安倍首相の一斉休校要請を受けて全国の教育現場には、大きな戸惑いや憤りや混乱が広がった。応じれば週明けから春休みまで休みとなり、28日が学年最後の1日になる。各地の教育委員会や教員には、徹夜で論議したり、準備や連絡に追われた人も少なくない。

東京都台東区の都立白鴎高1年の男子生徒は「試験勉強をしてきたのに、残念。外出できず部活もない。どうなるのだろう」と不安げ。岡山市立中の男性教諭は「急すぎる。期末テストもできない」と憤った。高知県の公立小の校長は「首相の要請は指示だと捉えているが、あまりにも稚拙」と話す。東京都足立区は4月5日まで休みとし、部活動なども中止。卒業式は「席の間隔を十分に空ける」などの制限や規模縮小で実施する方針という。

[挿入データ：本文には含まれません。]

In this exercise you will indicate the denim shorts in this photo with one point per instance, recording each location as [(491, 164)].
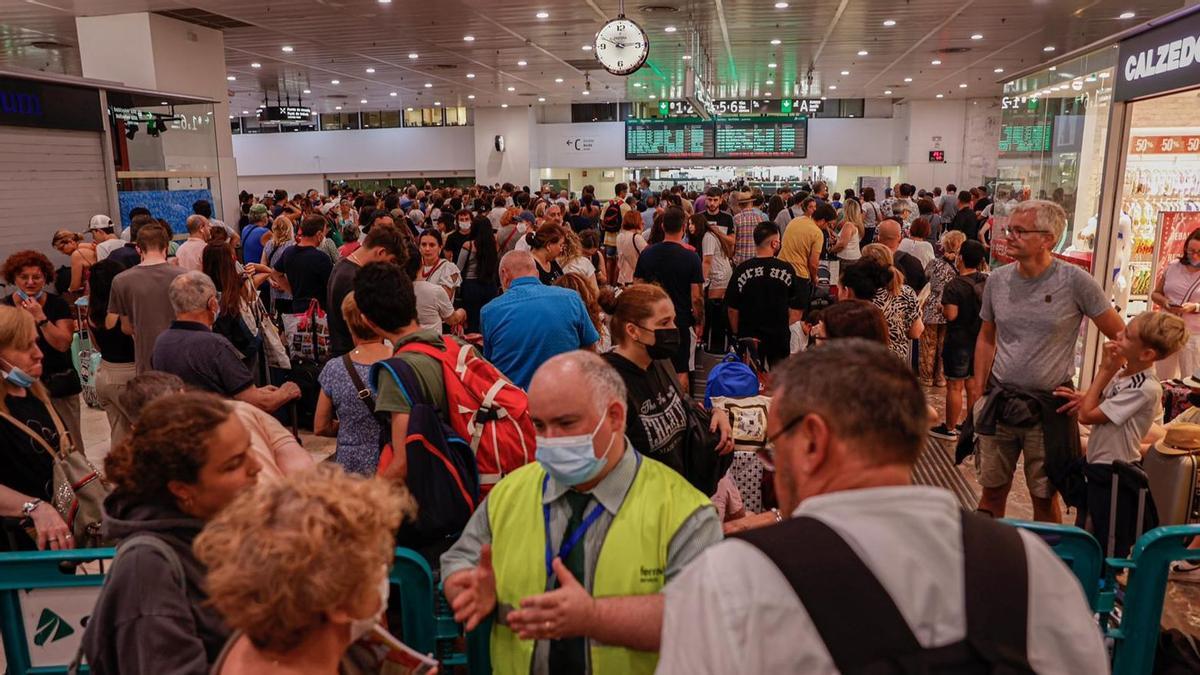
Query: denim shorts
[(958, 360)]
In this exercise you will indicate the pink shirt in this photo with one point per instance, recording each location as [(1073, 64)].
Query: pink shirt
[(1176, 286)]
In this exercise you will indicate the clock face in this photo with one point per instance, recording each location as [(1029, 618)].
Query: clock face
[(622, 46)]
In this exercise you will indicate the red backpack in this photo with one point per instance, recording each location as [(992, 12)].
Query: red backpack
[(485, 408)]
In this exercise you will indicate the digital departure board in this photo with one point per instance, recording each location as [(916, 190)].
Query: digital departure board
[(676, 139), (762, 138), (1026, 138)]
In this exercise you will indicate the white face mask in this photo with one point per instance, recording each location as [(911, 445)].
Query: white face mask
[(360, 627)]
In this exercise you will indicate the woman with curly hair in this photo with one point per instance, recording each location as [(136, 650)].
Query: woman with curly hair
[(186, 459), (28, 273), (299, 569)]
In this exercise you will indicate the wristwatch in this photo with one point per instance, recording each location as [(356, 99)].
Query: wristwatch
[(28, 508)]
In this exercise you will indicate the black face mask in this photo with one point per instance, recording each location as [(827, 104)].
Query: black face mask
[(666, 342)]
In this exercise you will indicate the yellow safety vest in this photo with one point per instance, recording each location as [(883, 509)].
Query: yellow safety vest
[(633, 559)]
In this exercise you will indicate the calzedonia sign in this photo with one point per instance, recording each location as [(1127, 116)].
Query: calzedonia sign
[(1161, 60)]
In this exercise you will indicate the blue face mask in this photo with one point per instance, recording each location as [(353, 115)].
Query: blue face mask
[(17, 376), (571, 460)]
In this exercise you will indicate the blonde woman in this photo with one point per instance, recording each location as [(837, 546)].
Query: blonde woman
[(335, 532), (940, 272), (282, 237), (851, 233), (888, 292)]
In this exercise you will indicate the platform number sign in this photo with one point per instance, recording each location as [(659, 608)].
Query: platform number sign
[(622, 46)]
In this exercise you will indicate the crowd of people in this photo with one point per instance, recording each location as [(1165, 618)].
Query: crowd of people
[(564, 336)]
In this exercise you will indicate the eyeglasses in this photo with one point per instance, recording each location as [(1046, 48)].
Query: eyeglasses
[(1014, 232)]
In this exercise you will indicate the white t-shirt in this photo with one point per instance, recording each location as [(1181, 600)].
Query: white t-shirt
[(432, 304), (720, 270), (731, 610), (1132, 404)]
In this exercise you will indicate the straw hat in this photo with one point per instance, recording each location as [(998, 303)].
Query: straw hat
[(1181, 438)]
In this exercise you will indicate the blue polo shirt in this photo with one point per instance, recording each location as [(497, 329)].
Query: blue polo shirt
[(529, 323)]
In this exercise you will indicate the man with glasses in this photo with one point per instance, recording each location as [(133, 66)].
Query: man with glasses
[(1026, 347), (847, 422)]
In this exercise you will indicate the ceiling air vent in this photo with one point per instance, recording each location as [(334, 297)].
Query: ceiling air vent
[(203, 17)]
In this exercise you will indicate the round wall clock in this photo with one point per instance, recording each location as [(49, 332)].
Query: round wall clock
[(621, 46)]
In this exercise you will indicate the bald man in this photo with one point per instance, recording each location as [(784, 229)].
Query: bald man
[(622, 525), (531, 322), (889, 234)]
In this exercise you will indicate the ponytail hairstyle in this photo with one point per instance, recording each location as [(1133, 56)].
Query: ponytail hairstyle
[(882, 256)]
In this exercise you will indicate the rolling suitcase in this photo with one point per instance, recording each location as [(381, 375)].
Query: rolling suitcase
[(1173, 475)]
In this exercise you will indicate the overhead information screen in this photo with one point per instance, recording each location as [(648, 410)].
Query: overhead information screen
[(677, 139), (762, 138)]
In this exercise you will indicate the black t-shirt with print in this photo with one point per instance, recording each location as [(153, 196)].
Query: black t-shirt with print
[(762, 290), (657, 419)]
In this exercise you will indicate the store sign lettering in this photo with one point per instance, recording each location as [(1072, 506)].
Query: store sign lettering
[(1164, 144), (1161, 60)]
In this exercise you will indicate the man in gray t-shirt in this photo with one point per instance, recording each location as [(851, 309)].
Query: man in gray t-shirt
[(1031, 315)]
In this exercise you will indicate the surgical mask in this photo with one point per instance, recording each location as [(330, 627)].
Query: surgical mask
[(17, 376), (571, 460), (360, 627), (666, 342)]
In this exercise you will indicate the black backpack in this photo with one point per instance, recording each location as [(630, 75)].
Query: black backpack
[(861, 625), (610, 219), (442, 477)]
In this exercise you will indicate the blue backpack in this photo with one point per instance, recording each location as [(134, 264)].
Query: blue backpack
[(731, 377)]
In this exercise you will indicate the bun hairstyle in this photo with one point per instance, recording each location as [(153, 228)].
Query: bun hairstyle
[(545, 236)]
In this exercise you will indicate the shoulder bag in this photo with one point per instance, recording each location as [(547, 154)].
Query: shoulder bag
[(78, 487)]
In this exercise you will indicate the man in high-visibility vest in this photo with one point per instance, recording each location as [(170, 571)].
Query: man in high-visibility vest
[(570, 554)]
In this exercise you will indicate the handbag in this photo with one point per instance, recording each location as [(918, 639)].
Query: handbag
[(306, 334), (701, 465), (78, 487)]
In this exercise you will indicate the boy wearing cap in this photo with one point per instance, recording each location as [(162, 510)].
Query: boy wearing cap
[(1121, 405)]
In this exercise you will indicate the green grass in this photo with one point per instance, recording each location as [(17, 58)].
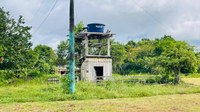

鹿児島市の女性会社員(45)は「小学1年なので、夫と交代で休むか、実家から祖父母に来てもらうか」と悩む。秋田市の公立小に娘が通うパート佐々木彩子さん(35)は「接客業で在宅勤務はできず、遠方の親も頼れない。本当にどうしよう」と肩を落とした。

政府は放課後児童クラブの開所を求めるが、人員確保などは未知数だ。高松市の民間学童保育は「利用児童以外を預かるのは難しい」「保育の現場も集団になる。学校だけを休みにするのはふに落ちない」と疑問を呈した。